Bugün (04/03/2005) itibariyle vizyona giren filmimizi, yaklaşık bir hafta kadar önce !f Film Festivali'nde izleme fırsatı bulmuştuk.

Konsept olarak tam olarak ne bekleyeceğimizi bilemeden gittiğimizden belki de bizleri oldukça etkiledi. Şiddetle de büyük/küçük herkese tavsiye edebilirim rahatlıkla. Eminim karakterleri, filmin çok depresif olmayan ancak bir çok şeyi içinde barındıran felsefesini ve özellikle müziklerini oldukça beğeneceksinizdir.

Benden şahsen 8/10 aldı.

Buradan sonra ki kısımda filmin konusu/senaryosundan ama daha da önemlisi felsefesinden biraz bahsedeceğim. Filmi bir sürpriz olarak 'embrace' etmek isteyenlerin kaçınmasını tavsiye ediyorum. Ancak hala ikna olmadıysanız ya da filmi zaten izediyseniz buyrun ikinci kısma.

***

Hafif Hollywood vari bir ortaçağ hikayesini konu alan (savaşan uluslar, kayıp prens, vs.) bir senaryo var belki elimizde ancak gerçekten bu senaryonun işleniş biçimi diğerlerinden olduça farklı.

Zaten ilk kareden itibaren filmin ismine yakışır bir biçimde bir kukla filmi olduğunu görüyoruz. Kısa süre içerisinde, kuklalar, yapıldıkları malzemeleri, yüz hatları, kostümleri, oldukça 'smooth' hareketleri ve müziğin teşvikiyle gerçek birer karaktere dönüşüyorlar.

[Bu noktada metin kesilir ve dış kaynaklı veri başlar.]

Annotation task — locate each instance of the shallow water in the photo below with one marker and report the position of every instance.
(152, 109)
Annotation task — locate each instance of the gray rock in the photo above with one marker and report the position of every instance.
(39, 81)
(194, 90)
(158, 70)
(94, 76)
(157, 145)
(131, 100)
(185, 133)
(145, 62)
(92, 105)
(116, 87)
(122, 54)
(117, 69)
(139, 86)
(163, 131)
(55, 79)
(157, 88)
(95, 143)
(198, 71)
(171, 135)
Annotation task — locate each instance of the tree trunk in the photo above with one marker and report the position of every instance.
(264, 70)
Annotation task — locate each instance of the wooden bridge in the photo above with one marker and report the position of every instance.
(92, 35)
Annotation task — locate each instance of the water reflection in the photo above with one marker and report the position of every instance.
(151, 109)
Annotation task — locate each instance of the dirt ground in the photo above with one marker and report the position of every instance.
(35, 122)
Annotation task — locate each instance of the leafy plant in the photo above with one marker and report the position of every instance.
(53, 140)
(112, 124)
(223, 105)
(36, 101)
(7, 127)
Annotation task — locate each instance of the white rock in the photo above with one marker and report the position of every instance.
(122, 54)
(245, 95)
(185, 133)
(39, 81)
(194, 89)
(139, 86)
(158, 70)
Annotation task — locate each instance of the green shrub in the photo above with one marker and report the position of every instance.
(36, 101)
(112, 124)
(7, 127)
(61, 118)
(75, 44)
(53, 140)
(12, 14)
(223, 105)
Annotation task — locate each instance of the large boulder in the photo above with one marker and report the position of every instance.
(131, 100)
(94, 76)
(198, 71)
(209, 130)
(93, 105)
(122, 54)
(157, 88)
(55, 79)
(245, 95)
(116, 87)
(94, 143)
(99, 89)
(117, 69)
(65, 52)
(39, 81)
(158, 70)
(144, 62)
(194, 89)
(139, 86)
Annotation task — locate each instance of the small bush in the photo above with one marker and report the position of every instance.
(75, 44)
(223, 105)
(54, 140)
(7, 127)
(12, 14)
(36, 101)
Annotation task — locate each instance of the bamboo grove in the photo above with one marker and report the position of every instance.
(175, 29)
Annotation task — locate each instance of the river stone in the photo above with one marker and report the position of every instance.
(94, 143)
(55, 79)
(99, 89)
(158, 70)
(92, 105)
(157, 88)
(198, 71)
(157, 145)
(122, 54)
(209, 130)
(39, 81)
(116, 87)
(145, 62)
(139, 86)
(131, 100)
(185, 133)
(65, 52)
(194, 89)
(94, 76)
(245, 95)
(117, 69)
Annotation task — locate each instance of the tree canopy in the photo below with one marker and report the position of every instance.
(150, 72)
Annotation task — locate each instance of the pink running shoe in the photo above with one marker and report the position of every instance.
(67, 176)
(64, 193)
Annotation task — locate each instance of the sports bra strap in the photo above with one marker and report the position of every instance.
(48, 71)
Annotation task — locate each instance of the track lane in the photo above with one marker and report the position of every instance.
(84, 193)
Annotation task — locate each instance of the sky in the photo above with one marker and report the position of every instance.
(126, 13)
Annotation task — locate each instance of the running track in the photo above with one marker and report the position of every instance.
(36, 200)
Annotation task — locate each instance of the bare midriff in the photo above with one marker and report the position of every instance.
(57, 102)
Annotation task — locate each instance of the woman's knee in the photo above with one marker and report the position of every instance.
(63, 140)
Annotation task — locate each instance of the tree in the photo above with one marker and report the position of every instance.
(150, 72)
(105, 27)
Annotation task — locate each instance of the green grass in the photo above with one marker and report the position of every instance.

Bunları görüp beğendikten sonra, bizi asıl çarpan tüm bu kukla konseptinin, kuklalar için de varolması. Bu ne demek şimdi?

Söylemek istediğim, kuklalarda farkındalar, iplerle gökyüzünden sallandıklarından, ya da bir kılıçla öncelikle birbirlerinin 'headstring' ine, yani kafayı taşıyan ipe, saldırıyorlar. Çünkü bu o kuklanın direkt ölümüne neden oluyor.

Kuklaların, kuklalıklarını bilmeleri, filmin tüm yapısını, çehresini, dinamiğini muazzam ölçüde değiştiriyor. Bir çok alışagelmiş temayı (bilinçli) kuklaların gözüyle görmek olaylara başka bir perspektiften bakabilmeyi, bazı olayları sadeleştirmeyi bazılarını ise tahmin edilmeyecek boyutlarda komplikeleştirmeyi başarıyor.

Daha fazla detaya girmeyeyim. Umarım beğenirsiniz.